Reginald stood and snatched the stack of paper she held out to him. “You realize we do employ secretaries?”
“Yes. Tell Emily I’d like another pot of hot chocolate.”
“Right after I notify some of the staff that they’ll be taking a trip to the mountains.”
Lily slid her chair up to the desk and opened the file with rows of names listed in alphabetical order, management mingled with the most common of workers. It was no wonder McFarland’s company had gone under. The man clearly had no business sense.
Her gaze scanned down the first page. A name caught her attention, forcing her to reread the line.
Barns, Juniper. Juniper Barns.
The name slapped across her senses like a razor strap. A name she’d heard over and over in her mind since she was twelve years old, since the night her father’s business partner had stood on the front porch of her childhood home in Missouri, holding a hat and a gun belt.
“I’m sorry, Rose. Red won’t be coming back. He was killed in Mason by a gunslinger named Juniper Barns. Gunned him down with those pearl-handled six-shooters.”
Her mother had been devastated. Folks had said the influenza had killed her a few weeks later, but Lily knew better. Rose Palmer had stopped living that night on the porch. She’d let the sickness take her.
He’d killed her. The gunfighter had shattered Rose’s heart by taking her husband.
Juniper Barns. The man who’d stripped the sun from Lily’s sky. He’d stolen her parents, her life, forcing her into the care of strangers, relatives her mother had shunned so she could be with the man she loved. Lily didn’t have to wonder why her mother had run off to Missouri, preferring her quiet life in the small cottage on a flower-filled meadow with her and Daddy. Dear Lord, how Lily’d missed her home, the wide-open sky, the scent of spruce and aspen, the sound of her mother’s soft voice, her father’s strong embraces.

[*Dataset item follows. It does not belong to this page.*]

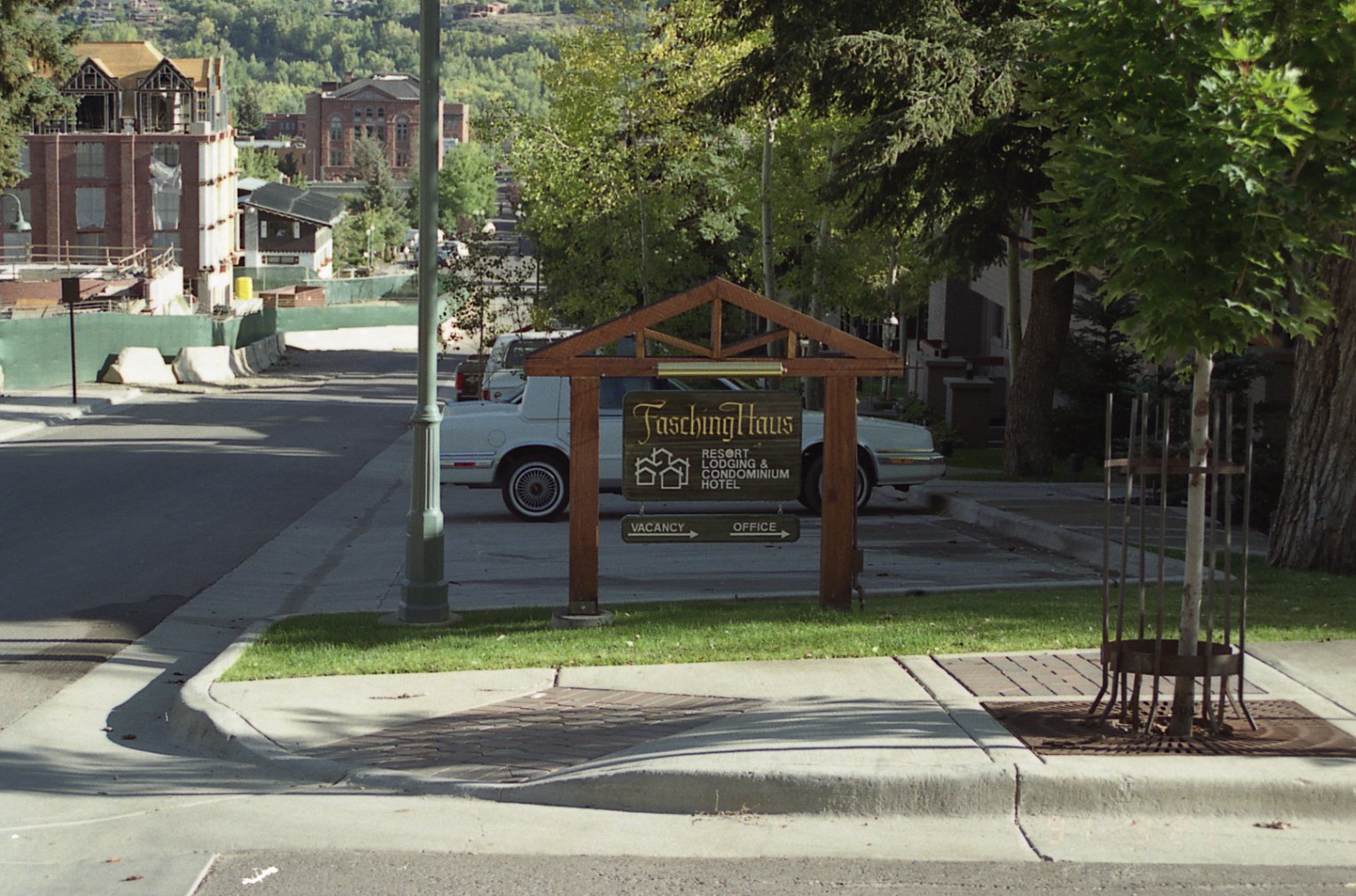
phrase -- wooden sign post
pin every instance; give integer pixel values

Old rage welled up and coiled across her shoulders. How many nights had she lain awake in her fancy prison, anger burning away tears she had refused to cry as she wished for the opportunity to shoot down the outlaw who’d stolen her family and turned her life into endless torment?

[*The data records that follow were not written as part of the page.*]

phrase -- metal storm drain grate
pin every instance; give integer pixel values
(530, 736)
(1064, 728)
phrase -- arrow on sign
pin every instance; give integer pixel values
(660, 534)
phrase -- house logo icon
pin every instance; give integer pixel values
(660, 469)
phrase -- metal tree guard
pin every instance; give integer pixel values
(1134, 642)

Juniper Barns. Lily’s hand trembled as she brushed her finger over the letters. Not exactly a common name.
A man ain’t no better than his name.
Her father’s voice echoed in her mind. They were some of the last words he’d spoken to her. She remembered the last time she’d stood with him in the sun-sprayed meadow filled with tall grasses and wildflowers, his strong arms closed around her, his big hands helping her to steady the revolver as she took aim at a bottle sitting on a rock in the distance.
He stepped away. She squeezed the trigger, kicking off a shot. Glass exploded into glistening shards.
“That’s my girl!”
There was always the threat of raiders in the high country. Daddy had insisted she practice with a revolver as well as a rifle. He said she was to tell her mother about neither.
“Your mama would have my hide for teaching you to handle a six-shooter, but she’s a delicate sort of flower. My baby girl is pure Palmer. You don’t have to be a man to defend your name and protect what’s yours. Out here, we look out for our own. You got that, Lily girl?”
“I got it,” she said, thinking of the gun belt tucked safely in her wardrobe upstairs.
You don’t have to be a man to defend your name…. A name the Carringtons had forbidden her to speak in their presence. She’d gotten even with the Carringtons, making her true initials, L. P., the prefix of the company name when she’d taken over Carrington Industries.